The Google patent application, in paragraph 61, says:
“the entropy of queries for one or more documents may be monitored and used as a basis for scoring. For example, if a particular document appears as a hit for a discordant set of queries, this may (though not necessarily) be considered a signal that the document is spam, in which case search engine 125 may score the document relatively lower.”
One can imagine that Google may not only use the entropy of queries for which the document is ranking, in fact – why not simply look at the entropy of the document itself? After all, the document is in some larger sense equivalent to all the queries it will rank for.
Well, some folks built a spam detector based on just that concept, and concluded that it works pretty well. Since Google is snapping up Ph.D’s left and right in both the Computer Science and Information Theory fields, entropy is certainly an available tool in its toolbox. My guess is that Google uses it for a myriad of purposes – document scoring, spam detection, near-duplicate detection, document categorization, and more.
What is actionable about this from an SEO standpoint?
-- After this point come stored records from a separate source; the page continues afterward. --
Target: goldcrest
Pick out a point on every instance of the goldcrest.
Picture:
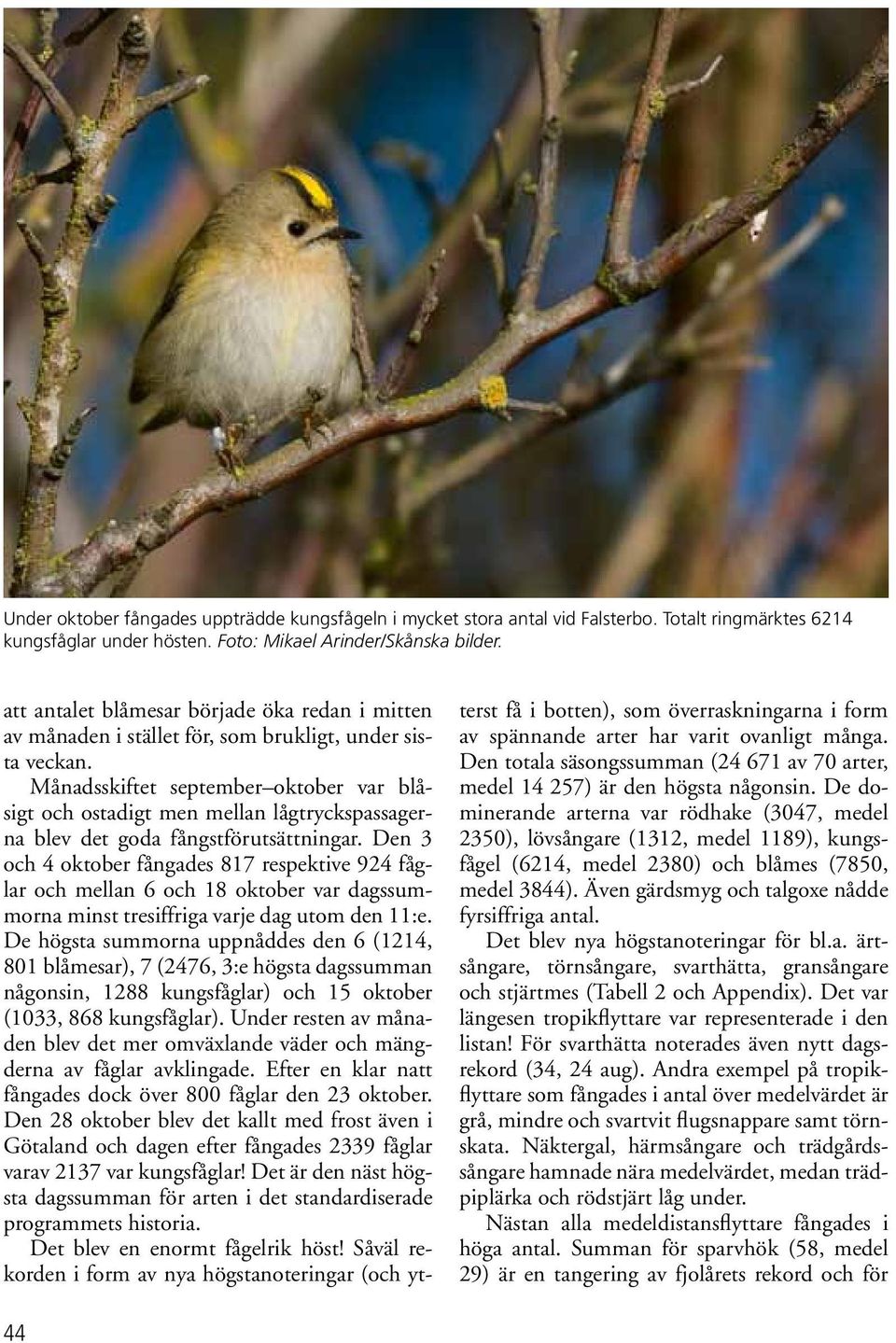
(257, 321)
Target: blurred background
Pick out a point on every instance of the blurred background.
(751, 476)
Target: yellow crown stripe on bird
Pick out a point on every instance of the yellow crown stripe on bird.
(314, 187)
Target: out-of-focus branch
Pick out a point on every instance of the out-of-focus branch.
(202, 134)
(618, 245)
(664, 355)
(516, 131)
(117, 544)
(165, 97)
(400, 366)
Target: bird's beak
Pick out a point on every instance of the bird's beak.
(342, 234)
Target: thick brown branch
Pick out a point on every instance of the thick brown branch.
(57, 101)
(618, 246)
(115, 545)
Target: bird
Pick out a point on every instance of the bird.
(256, 327)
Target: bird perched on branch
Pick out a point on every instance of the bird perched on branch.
(256, 327)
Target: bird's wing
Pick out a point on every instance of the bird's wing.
(143, 380)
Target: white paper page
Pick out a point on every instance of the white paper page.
(448, 706)
(812, 1135)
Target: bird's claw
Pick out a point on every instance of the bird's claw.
(232, 443)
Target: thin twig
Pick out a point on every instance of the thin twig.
(618, 245)
(547, 23)
(165, 97)
(34, 103)
(687, 86)
(647, 361)
(62, 452)
(400, 366)
(49, 176)
(492, 248)
(33, 244)
(57, 101)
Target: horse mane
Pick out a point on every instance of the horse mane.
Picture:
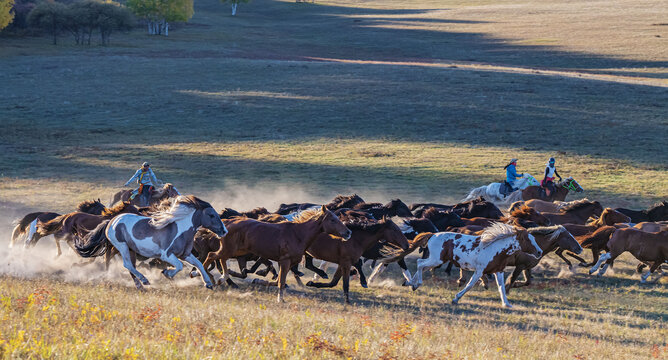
(552, 231)
(116, 209)
(181, 207)
(307, 215)
(86, 206)
(577, 204)
(521, 211)
(497, 231)
(365, 225)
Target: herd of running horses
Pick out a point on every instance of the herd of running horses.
(475, 235)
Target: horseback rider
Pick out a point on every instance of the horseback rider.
(548, 180)
(147, 182)
(511, 176)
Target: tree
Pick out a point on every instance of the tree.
(6, 13)
(158, 13)
(50, 16)
(234, 4)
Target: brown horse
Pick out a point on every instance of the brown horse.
(285, 242)
(549, 239)
(608, 217)
(26, 227)
(77, 224)
(346, 253)
(167, 191)
(577, 213)
(519, 217)
(562, 189)
(645, 246)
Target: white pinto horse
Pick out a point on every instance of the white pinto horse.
(484, 254)
(492, 192)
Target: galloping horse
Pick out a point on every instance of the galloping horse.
(485, 254)
(562, 189)
(492, 192)
(167, 191)
(26, 227)
(77, 224)
(365, 234)
(166, 235)
(284, 242)
(645, 246)
(577, 213)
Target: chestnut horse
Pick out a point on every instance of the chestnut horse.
(26, 227)
(365, 234)
(562, 189)
(608, 217)
(577, 213)
(167, 191)
(645, 246)
(77, 224)
(485, 254)
(284, 242)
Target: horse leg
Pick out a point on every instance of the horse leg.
(560, 254)
(404, 271)
(377, 270)
(318, 272)
(511, 280)
(192, 260)
(283, 268)
(345, 273)
(129, 260)
(472, 281)
(358, 266)
(333, 282)
(174, 261)
(502, 289)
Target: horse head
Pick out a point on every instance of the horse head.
(528, 243)
(392, 234)
(331, 224)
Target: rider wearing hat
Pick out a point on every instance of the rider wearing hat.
(548, 180)
(146, 180)
(511, 174)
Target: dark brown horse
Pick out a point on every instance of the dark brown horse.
(608, 217)
(77, 224)
(395, 207)
(167, 191)
(562, 189)
(27, 226)
(346, 253)
(577, 213)
(657, 212)
(285, 242)
(647, 247)
(549, 239)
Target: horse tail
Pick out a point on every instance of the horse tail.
(479, 191)
(599, 237)
(94, 243)
(52, 226)
(394, 254)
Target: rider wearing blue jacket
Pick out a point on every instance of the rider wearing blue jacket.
(511, 173)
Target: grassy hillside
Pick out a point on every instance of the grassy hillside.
(287, 102)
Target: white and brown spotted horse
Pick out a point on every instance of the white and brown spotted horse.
(485, 254)
(166, 235)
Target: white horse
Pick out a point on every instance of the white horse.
(167, 235)
(492, 191)
(485, 254)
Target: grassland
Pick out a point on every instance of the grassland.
(287, 102)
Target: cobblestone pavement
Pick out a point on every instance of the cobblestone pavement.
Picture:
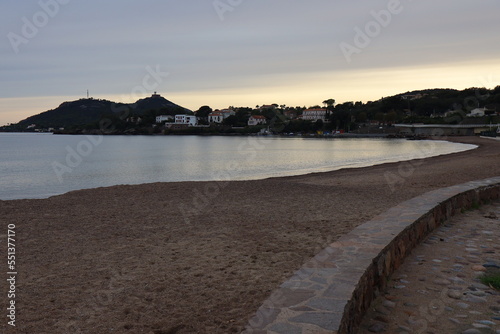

- Make sure you included stemmed versions of your target keyword, and related keywords on-page, to mix things up a bit.
- Don’t go crazy saying the same thing over and over again.
- If you have access to a good keyword density analysis tool, pay attention to what sort of keyword density the top ranking pages have for your term, and try not to deviate too far from them.
- Make sure you are saying neither TOO MUCH nor TOO LITTLE. If your content says “Justin Bieber” over and over again, you’re saying too little. On the other hand, if every word on the page is completely different from the others, you are saying too much, and will more closely resemble Bayesian-network generated spam.